Invalid primitive names (LLM hallucination) are dropped — only the six known primitives pass through.
Cost shape¶
Per deepen pass: - 1 REASONING_HIGH call (pattern detection): ~$0.10–0.30 depending on prompt size - 1 REASONING_MID call (follow-up targets): ~$0.04 - Total per deepen pass: ~$0.15–0.35
3 iteration rounds → 2 deepen passes (no deepen after final round) → ~$0.30–0.70. Negligible compared to Stage E's investigation cost.
Failure isolation¶
Each LLM call wraps in try/except. Failures return empty lists rather than aborting the whole stage:
- Pattern detection fails → no patterns, but clustering is preserved
- Follow-up target generation fails → no follow-ups, but iteration loop caller can choose to retry or exit the loop
The clustering steps are pure (no LLM); they always succeed.
Test coverage¶
| Area | Cases |
|---|---|
cluster_by_evidence |
8 (empty, isolated, shared chunks, severity max, 3+ escalation, critical cap, threshold, no chunks) |
refine_clusters_by_similarity |
4 (orthogonal no-merge, similar merge, description fallback, no signal short-circuit) |
annotate_related_findings |
1 (in-place population) |
End-to-end cluster_and_deepen |
3 (full pipeline mocked LLM, empty findings, invalid primitive dropped) |
All 16 cases passing. Full suite: 361 pass, no regressions.
Public API¶
async def cluster_and_deepen(
engagement_id: str,
findings: list[Finding],
*,
llm: LLMClient,
embedder: Embedder | None = None,
min_shared_chunks: int = 1,
similarity_threshold: float = 0.85,
) -> DeepenResult
How the iteration loop wires up¶
The deepening loop lives at the engagement-runner level (not inside Stage F). The pattern is:
catalog = await build_catalog(profile, intake, archetype, [], 0, llm)

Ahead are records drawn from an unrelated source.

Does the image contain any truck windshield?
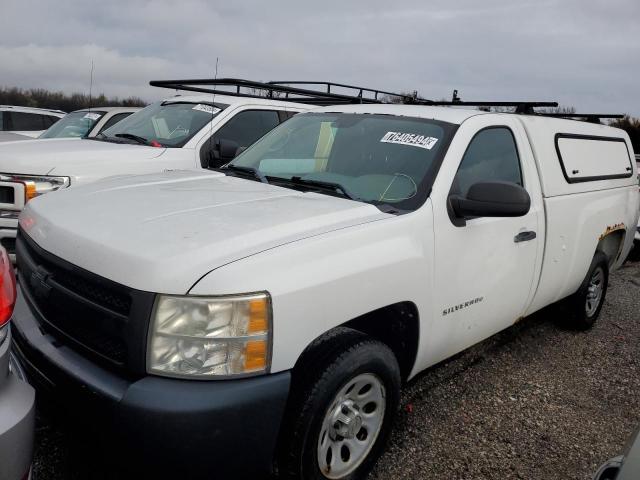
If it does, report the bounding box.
[229,113,455,210]
[40,110,106,138]
[99,100,228,148]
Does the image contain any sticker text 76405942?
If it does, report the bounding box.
[380,132,438,150]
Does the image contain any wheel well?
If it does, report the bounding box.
[294,302,420,381]
[343,302,420,381]
[596,230,625,267]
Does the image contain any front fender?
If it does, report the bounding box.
[189,205,433,372]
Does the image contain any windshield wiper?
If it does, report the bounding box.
[220,163,269,183]
[278,177,360,200]
[114,133,149,145]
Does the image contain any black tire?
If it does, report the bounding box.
[566,252,609,330]
[278,328,400,480]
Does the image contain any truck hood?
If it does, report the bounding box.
[0,138,166,176]
[20,171,392,294]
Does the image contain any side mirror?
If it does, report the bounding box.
[205,138,242,168]
[216,138,240,163]
[449,182,531,218]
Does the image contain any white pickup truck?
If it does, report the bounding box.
[0,83,309,261]
[13,101,638,479]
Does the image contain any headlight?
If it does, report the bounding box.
[147,293,271,378]
[0,173,71,203]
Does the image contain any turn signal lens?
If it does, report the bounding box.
[0,247,16,327]
[24,182,38,203]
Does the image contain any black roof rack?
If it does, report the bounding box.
[268,80,420,103]
[149,78,422,105]
[426,90,558,114]
[538,112,624,123]
[425,100,558,113]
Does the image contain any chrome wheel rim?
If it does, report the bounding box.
[317,373,386,479]
[584,267,604,317]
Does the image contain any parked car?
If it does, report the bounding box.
[0,82,309,260]
[0,105,65,138]
[0,247,35,480]
[13,99,639,479]
[38,107,140,138]
[593,431,640,480]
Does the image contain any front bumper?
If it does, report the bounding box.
[0,328,35,480]
[12,294,290,478]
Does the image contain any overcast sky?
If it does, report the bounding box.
[0,0,640,116]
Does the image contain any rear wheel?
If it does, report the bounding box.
[567,252,609,330]
[279,334,400,480]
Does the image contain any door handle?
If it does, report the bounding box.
[513,231,536,243]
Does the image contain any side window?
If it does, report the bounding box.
[451,127,523,196]
[100,112,133,133]
[42,115,60,129]
[7,112,44,132]
[200,110,280,167]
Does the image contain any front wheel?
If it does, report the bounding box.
[280,335,400,480]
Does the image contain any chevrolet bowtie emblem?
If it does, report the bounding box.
[29,267,51,298]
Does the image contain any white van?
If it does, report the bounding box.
[38,107,140,138]
[13,98,638,480]
[0,79,310,261]
[0,105,66,138]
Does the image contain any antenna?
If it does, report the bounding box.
[89,58,93,111]
[207,57,219,166]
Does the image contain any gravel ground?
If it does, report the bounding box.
[35,263,640,480]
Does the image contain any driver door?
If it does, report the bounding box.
[431,115,543,358]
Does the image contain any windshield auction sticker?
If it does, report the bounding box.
[380,132,438,150]
[192,103,220,115]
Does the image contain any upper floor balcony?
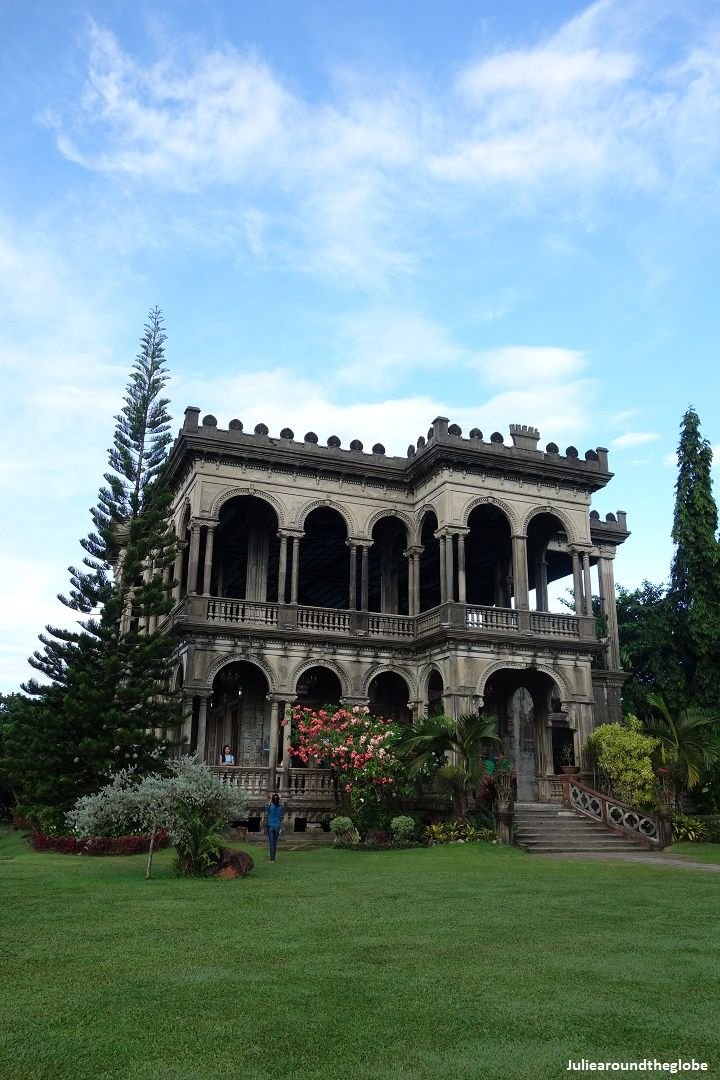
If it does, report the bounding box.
[169,595,596,643]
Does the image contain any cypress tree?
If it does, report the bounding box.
[13,308,179,816]
[668,407,720,706]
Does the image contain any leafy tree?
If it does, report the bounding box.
[398,713,499,820]
[616,581,687,716]
[643,693,720,802]
[67,757,247,877]
[9,308,179,811]
[669,408,720,706]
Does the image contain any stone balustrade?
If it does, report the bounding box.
[184,595,596,640]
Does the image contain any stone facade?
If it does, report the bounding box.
[160,407,627,801]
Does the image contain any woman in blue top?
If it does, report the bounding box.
[264,792,285,863]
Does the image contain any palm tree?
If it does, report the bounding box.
[398,713,500,820]
[643,693,720,801]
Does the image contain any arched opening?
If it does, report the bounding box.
[485,667,560,802]
[465,503,513,608]
[298,507,350,608]
[427,671,445,716]
[528,512,574,613]
[212,660,271,766]
[295,666,342,708]
[212,495,280,602]
[420,510,440,611]
[368,517,408,615]
[367,672,411,724]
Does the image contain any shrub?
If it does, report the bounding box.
[583,721,658,807]
[699,813,720,843]
[390,814,416,840]
[423,821,497,843]
[673,813,709,843]
[67,757,247,875]
[330,818,359,848]
[28,829,169,855]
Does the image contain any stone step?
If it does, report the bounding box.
[515,802,647,853]
[521,840,648,854]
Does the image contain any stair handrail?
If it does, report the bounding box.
[562,777,673,851]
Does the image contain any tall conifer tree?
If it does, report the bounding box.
[8,308,179,810]
[669,408,720,706]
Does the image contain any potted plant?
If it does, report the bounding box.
[560,742,580,777]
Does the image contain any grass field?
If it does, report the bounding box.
[667,840,720,863]
[0,834,720,1080]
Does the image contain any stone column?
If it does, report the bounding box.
[583,551,593,616]
[445,532,456,604]
[361,544,369,611]
[183,690,193,754]
[458,529,470,604]
[512,532,530,611]
[570,549,583,615]
[277,532,287,604]
[535,556,548,611]
[283,702,293,792]
[290,537,300,604]
[345,540,357,611]
[435,531,448,604]
[158,566,173,609]
[598,548,621,671]
[195,694,208,761]
[173,540,188,604]
[188,522,200,594]
[203,525,215,596]
[268,694,280,792]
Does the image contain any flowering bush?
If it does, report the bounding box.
[284,705,415,813]
[67,757,247,875]
[390,814,416,840]
[29,829,169,855]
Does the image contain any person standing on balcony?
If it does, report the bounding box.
[264,792,285,863]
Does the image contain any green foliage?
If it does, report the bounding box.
[175,811,222,877]
[644,693,720,793]
[330,818,359,847]
[616,581,687,715]
[67,757,247,875]
[293,705,415,812]
[673,813,710,843]
[669,408,720,706]
[423,821,497,843]
[9,309,180,809]
[390,814,416,840]
[583,720,658,807]
[0,833,718,1080]
[699,813,720,843]
[398,713,499,818]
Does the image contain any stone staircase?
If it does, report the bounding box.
[514,802,648,854]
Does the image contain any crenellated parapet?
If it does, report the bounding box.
[169,406,612,494]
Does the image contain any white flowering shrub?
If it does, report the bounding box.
[66,757,247,875]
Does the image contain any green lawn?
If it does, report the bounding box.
[667,840,720,863]
[0,835,720,1080]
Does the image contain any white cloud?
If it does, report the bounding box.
[335,308,471,388]
[472,346,586,393]
[612,431,660,450]
[40,0,720,287]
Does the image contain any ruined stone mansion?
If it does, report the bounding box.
[161,407,628,805]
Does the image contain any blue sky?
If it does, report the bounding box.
[0,0,720,690]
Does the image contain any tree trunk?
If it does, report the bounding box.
[145,825,158,881]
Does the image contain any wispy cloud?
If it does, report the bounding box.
[40,0,720,286]
[612,431,661,450]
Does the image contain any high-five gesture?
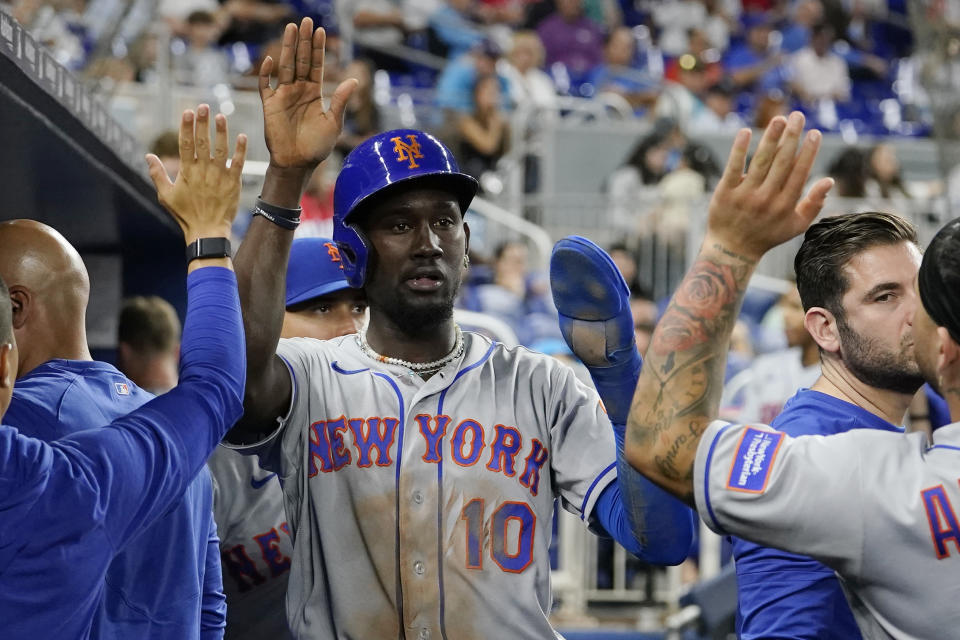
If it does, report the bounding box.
[704,111,833,260]
[147,104,247,245]
[625,112,833,504]
[260,18,357,171]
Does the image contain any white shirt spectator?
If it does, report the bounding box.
[721,347,820,424]
[653,0,707,56]
[790,47,850,102]
[497,64,557,109]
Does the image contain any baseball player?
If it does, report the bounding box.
[208,238,367,640]
[733,213,923,640]
[222,20,692,640]
[0,104,246,640]
[626,113,960,638]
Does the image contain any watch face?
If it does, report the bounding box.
[187,238,230,262]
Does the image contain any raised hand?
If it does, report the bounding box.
[705,111,833,260]
[260,18,357,171]
[147,104,247,245]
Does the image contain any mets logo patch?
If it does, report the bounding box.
[390,133,423,169]
[727,427,786,493]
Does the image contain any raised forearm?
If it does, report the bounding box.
[626,241,756,505]
[234,167,309,428]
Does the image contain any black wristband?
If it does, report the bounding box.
[253,206,300,231]
[187,238,230,264]
[253,198,303,231]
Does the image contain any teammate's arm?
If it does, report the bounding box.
[228,18,356,443]
[626,112,832,504]
[200,517,227,640]
[45,105,246,549]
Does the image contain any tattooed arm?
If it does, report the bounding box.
[626,113,833,505]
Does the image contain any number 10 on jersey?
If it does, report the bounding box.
[460,498,537,573]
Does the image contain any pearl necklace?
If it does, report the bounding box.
[357,325,463,373]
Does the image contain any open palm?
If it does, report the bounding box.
[260,18,356,169]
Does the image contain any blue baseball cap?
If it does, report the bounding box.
[286,238,350,307]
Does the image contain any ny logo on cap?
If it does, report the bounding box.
[323,242,343,269]
[390,133,423,169]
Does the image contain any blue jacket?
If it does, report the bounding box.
[731,389,903,640]
[0,268,245,640]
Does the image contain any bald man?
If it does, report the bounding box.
[0,220,226,640]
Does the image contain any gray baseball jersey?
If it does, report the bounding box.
[207,447,293,640]
[694,421,960,639]
[227,332,616,640]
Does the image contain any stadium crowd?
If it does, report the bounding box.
[5,0,960,636]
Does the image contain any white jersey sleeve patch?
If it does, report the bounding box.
[694,421,868,575]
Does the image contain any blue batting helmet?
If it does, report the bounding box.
[286,238,350,307]
[333,129,479,287]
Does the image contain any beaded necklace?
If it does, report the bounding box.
[357,325,463,373]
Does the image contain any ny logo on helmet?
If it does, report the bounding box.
[323,242,343,269]
[390,133,423,169]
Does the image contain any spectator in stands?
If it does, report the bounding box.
[476,0,526,27]
[220,0,292,47]
[436,39,510,113]
[663,29,724,85]
[337,0,407,70]
[475,240,558,345]
[336,58,380,156]
[607,118,684,235]
[702,0,740,54]
[430,0,485,59]
[156,0,223,36]
[117,296,180,395]
[724,13,786,91]
[790,22,850,105]
[865,142,911,202]
[607,242,640,295]
[753,90,790,129]
[173,11,230,88]
[630,296,657,355]
[587,27,660,110]
[780,0,823,53]
[736,286,820,424]
[689,82,744,133]
[296,155,341,238]
[457,75,510,180]
[827,147,867,198]
[654,53,707,129]
[653,0,707,58]
[656,143,720,246]
[537,0,603,83]
[503,31,557,109]
[150,130,180,180]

questions = await synthesize_questions(catalog, intake, archetype, llm)
validated = await validate_questions(questions, ...)
result = await run_investigation(engagement, validated.questions, ...)
for iteration in range(1, max_iterations + 1):
deepen = await cluster_and_deepen(engagement.id, result.findings, llm=llm)
if not deepen.follow_up_targets:
break
if budget.utilization > convergence_budget_pct:
break
# Next iteration: build catalog using prior findings + follow-up hints
catalog = await build_catalog(
profile, intake, archetype, result.findings, iteration, llm,
)
questions = await synthesize_questions(catalog, intake, archetype, llm)
validated = await validate_questions(questions, ...)
result = await run_investigation(engagement, validated.questions, ...)
The runner is built in a future commit (probably alongside Stage G's deliverable generation).
Known limits / future work¶
- Pattern detection capped at 60 findings. Large engagements (200+ findings) need hierarchical pattern synthesis: cluster findings into buckets, summarize each bucket, run pattern detection over summaries. Phase 2 hardening.
- Follow-up targets feed Stage B descriptively, not structurally. The next-round catalog uses follow-up descriptions as hints, not pre-built typed targets. Stage B re-runs full LLM generation. Could optimize to skip primitives with no follow-up targets, saving cost.
- No iteration convergence detector. Stage F doesn't decide when to stop iterating — that's the runner's job. Could add a convergence signal (e.g., new findings rate dropped below threshold).